Given that for some time Sister had been feeling drawn more and more into a life of greater prayer, solitude and silence, the move to Rempstone in 1979 gave her the opportunity to test her vocation as a hermit at Crawley Down. She was granted leave to do so for a period of three months, but given the needs of the Community at Rempstone at that time she was asked to return at the end of the three-month period. This was one of the most difficult periods of Community life for Sister: on the one hand she had the feeling of being called by God to an ever deeper life of silence and contemplation, but could the very same God be making it impossible for her to fulfil such a vocation? Her troubles were exacerbated by the then Reverend Mother with whom she already had a difficult relationship and whom she felt simply did not understand her. And truth be told, she certainly did not!

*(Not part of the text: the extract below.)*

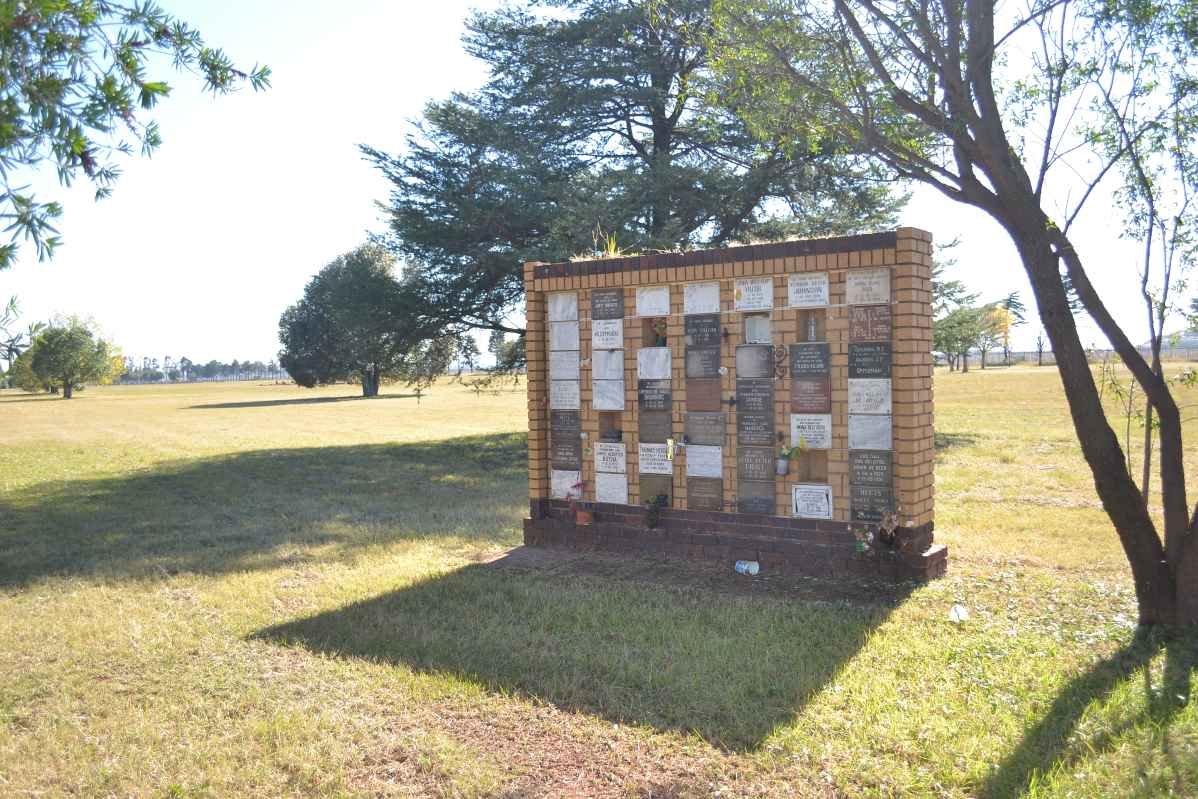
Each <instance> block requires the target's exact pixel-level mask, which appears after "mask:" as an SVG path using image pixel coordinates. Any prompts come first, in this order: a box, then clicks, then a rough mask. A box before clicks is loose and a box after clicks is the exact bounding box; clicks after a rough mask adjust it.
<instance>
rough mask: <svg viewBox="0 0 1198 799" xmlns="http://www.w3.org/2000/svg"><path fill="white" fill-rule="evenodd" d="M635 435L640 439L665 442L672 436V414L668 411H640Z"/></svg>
mask: <svg viewBox="0 0 1198 799" xmlns="http://www.w3.org/2000/svg"><path fill="white" fill-rule="evenodd" d="M639 420H640V426H639V428H637V431H636V437H637V438H639V440H640V441H648V442H653V443H660V444H665V441H666V438H672V437H673V416H672V414H671V413H670V411H641V413H640V419H639Z"/></svg>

In spite of such conflicts and challenges, Sister’s life in the Community continued to bear fruit and to further demonstrate her wider interests. She gave a paper in Westminster Cathedral Hall on the concept of the Invisible Monastery in 2003, the 50th anniversary of the death of the Abbé Paul Couturier, and in the same year a paper on William Blake to the Traherne Society.

Following the legislation allowing the ordination of women as priests in 1992, Sister, with a number of Religious from other Communities, joined RooT (Religious of Orthodox Tradition) a group to give moral support to those who did not or could not accept women as priests. In this context she became a member of the council of Forward in Faith, also extending her contacts with the Nordic Catholic Church. Even in those circumstances where Communion has been impaired, even broken, she would strongly maintain we are each and every one of us baptized into the death and resurrection of the one Lord and Saviour Jesus Christ. In the words of our second reading this morning, nothing can ever separate us—what ever our ecclesial belonging, or none—from the love of God in Christ Jesus. There is nothing shrill or belligerent here, but steeped in the contemplation of the triune godhead she continued faithfully in her writing, her prayer and her commitment to the faith of the Universal Church.


Bishop David Hope is the former Archbishop of York. He is visitor to the Community of the Holy Cross. This homily was preached at Sister Mary’s Michael’s Requiem on 18 July 2018.